During the failover process in Azure Database for MySQL, the system automatically switches from the primary server to the standby replica. This switch ensures continuity and minimizes downtime. When the system detects a failure, it promotes the standby replica to become the new primary server. The system applies the binary log files from the original primary server to the standby replica. This process synchronizes the standby replica with the last committed transaction and ensures no data loss. This seamless transition helps maintain high availability and reliability of the database service.

Note

To reduce failover time dependency on DNS caching, starting October 2025, all new high availability servers created with public access or private link adopt the new architecture featuring a dedicated SLB for each high availability server. By managing the MySQL data traffic path, SLB eliminates the need for DNS changes during failover and significantly improves failover performance. It redirects traffic to the current primary instance during failover by using load-balancing rules. Existing servers with public access or private link are migrating gradually to minimize impact. Customers who prefer early migration can disable and re-enable high availability. This feature isn't supported for servers using private access with VNet integration.

Planned: Forced failover

Azure Database for MySQL Flexible Server forced failover enables you to manually force a failover. This capability allows you to test the functionality with your application scenarios and helps you prepare for outages.
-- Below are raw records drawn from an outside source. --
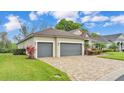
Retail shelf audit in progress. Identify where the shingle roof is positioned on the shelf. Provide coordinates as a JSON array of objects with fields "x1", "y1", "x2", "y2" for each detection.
[
  {"x1": 17, "y1": 28, "x2": 83, "y2": 44},
  {"x1": 33, "y1": 28, "x2": 82, "y2": 39},
  {"x1": 90, "y1": 36, "x2": 108, "y2": 43},
  {"x1": 103, "y1": 33, "x2": 122, "y2": 42}
]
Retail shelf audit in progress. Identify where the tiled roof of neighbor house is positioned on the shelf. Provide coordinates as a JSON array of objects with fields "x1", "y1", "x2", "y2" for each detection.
[
  {"x1": 103, "y1": 33, "x2": 122, "y2": 42},
  {"x1": 90, "y1": 36, "x2": 109, "y2": 43},
  {"x1": 33, "y1": 28, "x2": 82, "y2": 39},
  {"x1": 18, "y1": 28, "x2": 83, "y2": 44}
]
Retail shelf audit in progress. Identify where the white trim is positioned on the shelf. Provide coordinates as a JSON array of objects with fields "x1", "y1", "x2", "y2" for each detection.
[{"x1": 35, "y1": 40, "x2": 55, "y2": 58}]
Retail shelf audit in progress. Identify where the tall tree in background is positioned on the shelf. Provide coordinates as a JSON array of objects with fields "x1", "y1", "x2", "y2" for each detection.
[
  {"x1": 55, "y1": 19, "x2": 82, "y2": 31},
  {"x1": 0, "y1": 32, "x2": 11, "y2": 49},
  {"x1": 14, "y1": 19, "x2": 49, "y2": 42}
]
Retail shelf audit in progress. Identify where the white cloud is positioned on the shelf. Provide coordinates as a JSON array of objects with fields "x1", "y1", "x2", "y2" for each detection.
[
  {"x1": 29, "y1": 12, "x2": 38, "y2": 21},
  {"x1": 81, "y1": 16, "x2": 91, "y2": 23},
  {"x1": 90, "y1": 16, "x2": 109, "y2": 22},
  {"x1": 103, "y1": 15, "x2": 124, "y2": 27},
  {"x1": 82, "y1": 11, "x2": 95, "y2": 15},
  {"x1": 52, "y1": 11, "x2": 79, "y2": 21},
  {"x1": 4, "y1": 15, "x2": 21, "y2": 31},
  {"x1": 103, "y1": 22, "x2": 113, "y2": 27},
  {"x1": 111, "y1": 15, "x2": 124, "y2": 24},
  {"x1": 36, "y1": 11, "x2": 51, "y2": 16},
  {"x1": 81, "y1": 16, "x2": 109, "y2": 23},
  {"x1": 85, "y1": 23, "x2": 96, "y2": 28}
]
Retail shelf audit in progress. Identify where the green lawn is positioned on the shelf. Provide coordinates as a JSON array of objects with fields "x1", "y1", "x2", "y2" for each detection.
[
  {"x1": 100, "y1": 52, "x2": 124, "y2": 60},
  {"x1": 0, "y1": 54, "x2": 69, "y2": 81}
]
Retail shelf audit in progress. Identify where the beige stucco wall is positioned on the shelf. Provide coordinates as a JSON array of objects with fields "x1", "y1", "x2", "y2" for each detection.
[
  {"x1": 56, "y1": 38, "x2": 84, "y2": 57},
  {"x1": 18, "y1": 38, "x2": 35, "y2": 49},
  {"x1": 18, "y1": 37, "x2": 84, "y2": 58},
  {"x1": 34, "y1": 37, "x2": 55, "y2": 58}
]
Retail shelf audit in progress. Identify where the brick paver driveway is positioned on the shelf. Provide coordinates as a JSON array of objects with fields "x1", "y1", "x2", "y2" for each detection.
[{"x1": 40, "y1": 56, "x2": 124, "y2": 80}]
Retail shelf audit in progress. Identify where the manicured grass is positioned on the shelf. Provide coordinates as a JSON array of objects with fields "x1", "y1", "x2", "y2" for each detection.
[
  {"x1": 0, "y1": 54, "x2": 69, "y2": 81},
  {"x1": 100, "y1": 52, "x2": 124, "y2": 60}
]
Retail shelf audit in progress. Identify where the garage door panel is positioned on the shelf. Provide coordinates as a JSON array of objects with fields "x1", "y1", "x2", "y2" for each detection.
[
  {"x1": 38, "y1": 42, "x2": 53, "y2": 57},
  {"x1": 60, "y1": 43, "x2": 82, "y2": 56}
]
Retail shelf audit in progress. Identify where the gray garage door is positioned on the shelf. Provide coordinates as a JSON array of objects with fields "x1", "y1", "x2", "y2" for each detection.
[
  {"x1": 60, "y1": 43, "x2": 82, "y2": 56},
  {"x1": 37, "y1": 42, "x2": 53, "y2": 57}
]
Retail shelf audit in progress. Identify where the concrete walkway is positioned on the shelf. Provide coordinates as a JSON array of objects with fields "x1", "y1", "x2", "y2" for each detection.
[{"x1": 40, "y1": 56, "x2": 124, "y2": 81}]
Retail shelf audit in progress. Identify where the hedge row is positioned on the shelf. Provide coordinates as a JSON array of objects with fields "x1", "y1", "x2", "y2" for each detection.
[
  {"x1": 0, "y1": 49, "x2": 13, "y2": 53},
  {"x1": 13, "y1": 49, "x2": 26, "y2": 55}
]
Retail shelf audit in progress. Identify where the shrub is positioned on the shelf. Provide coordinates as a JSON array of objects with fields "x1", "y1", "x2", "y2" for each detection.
[
  {"x1": 13, "y1": 49, "x2": 26, "y2": 55},
  {"x1": 26, "y1": 46, "x2": 35, "y2": 59},
  {"x1": 102, "y1": 49, "x2": 114, "y2": 52},
  {"x1": 0, "y1": 49, "x2": 12, "y2": 53},
  {"x1": 109, "y1": 43, "x2": 118, "y2": 51}
]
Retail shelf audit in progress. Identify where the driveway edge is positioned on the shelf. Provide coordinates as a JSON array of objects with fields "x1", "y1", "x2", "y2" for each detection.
[{"x1": 98, "y1": 68, "x2": 124, "y2": 81}]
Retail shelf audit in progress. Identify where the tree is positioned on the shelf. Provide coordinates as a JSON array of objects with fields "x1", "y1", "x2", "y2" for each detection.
[
  {"x1": 91, "y1": 32, "x2": 99, "y2": 37},
  {"x1": 55, "y1": 19, "x2": 82, "y2": 31},
  {"x1": 0, "y1": 32, "x2": 12, "y2": 49},
  {"x1": 14, "y1": 19, "x2": 48, "y2": 42},
  {"x1": 109, "y1": 43, "x2": 118, "y2": 51}
]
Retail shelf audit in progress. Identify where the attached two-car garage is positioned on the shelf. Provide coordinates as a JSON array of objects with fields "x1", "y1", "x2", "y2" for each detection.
[
  {"x1": 60, "y1": 43, "x2": 82, "y2": 56},
  {"x1": 37, "y1": 42, "x2": 82, "y2": 58},
  {"x1": 37, "y1": 42, "x2": 53, "y2": 58}
]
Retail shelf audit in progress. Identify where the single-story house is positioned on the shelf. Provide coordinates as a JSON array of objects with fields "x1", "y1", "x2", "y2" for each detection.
[
  {"x1": 17, "y1": 28, "x2": 84, "y2": 58},
  {"x1": 103, "y1": 33, "x2": 124, "y2": 51}
]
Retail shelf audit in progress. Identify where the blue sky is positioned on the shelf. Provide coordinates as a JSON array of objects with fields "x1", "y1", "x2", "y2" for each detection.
[{"x1": 0, "y1": 11, "x2": 124, "y2": 39}]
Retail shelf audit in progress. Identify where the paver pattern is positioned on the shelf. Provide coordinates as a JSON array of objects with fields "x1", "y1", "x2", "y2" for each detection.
[{"x1": 40, "y1": 56, "x2": 124, "y2": 81}]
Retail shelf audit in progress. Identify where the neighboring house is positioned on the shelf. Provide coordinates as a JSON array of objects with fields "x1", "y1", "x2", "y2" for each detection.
[
  {"x1": 103, "y1": 33, "x2": 124, "y2": 51},
  {"x1": 17, "y1": 28, "x2": 124, "y2": 58},
  {"x1": 89, "y1": 33, "x2": 124, "y2": 51},
  {"x1": 17, "y1": 28, "x2": 84, "y2": 58}
]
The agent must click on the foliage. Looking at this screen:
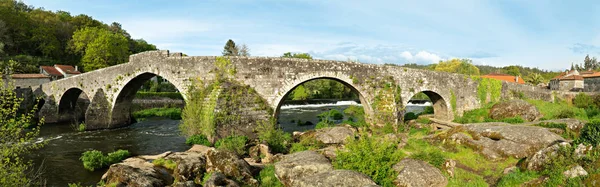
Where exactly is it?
[185,134,212,146]
[256,120,292,153]
[0,78,45,186]
[281,52,312,59]
[135,91,183,100]
[215,135,248,156]
[79,149,129,171]
[152,158,177,170]
[258,165,283,187]
[333,134,404,186]
[577,120,600,147]
[133,108,181,120]
[433,58,479,75]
Forced failover triggers a failover that activates the standby replica to become the primary server by using the same database server name and updating the DNS record. The original primary server restarts and switches to the standby replica. Client connections disconnect and need to reconnect to resume their operations.

The overall failover time depends on the current workload and the last checkpoint. In general, it takes between 60 and 120 seconds.

Note

An Azure Resource Health event is generated during a planned failover. The event represents the failover time during which the server is unavailable. You can see the triggered events when selected on Resource Health in the left pane. The status represents user-initiated or manual failover as Unavailable and tagged as Planned. For example, A failover operation was triggered by an authorized user (Planned). If your resource remains in this state for an extended period, open a support ticket and we assist you.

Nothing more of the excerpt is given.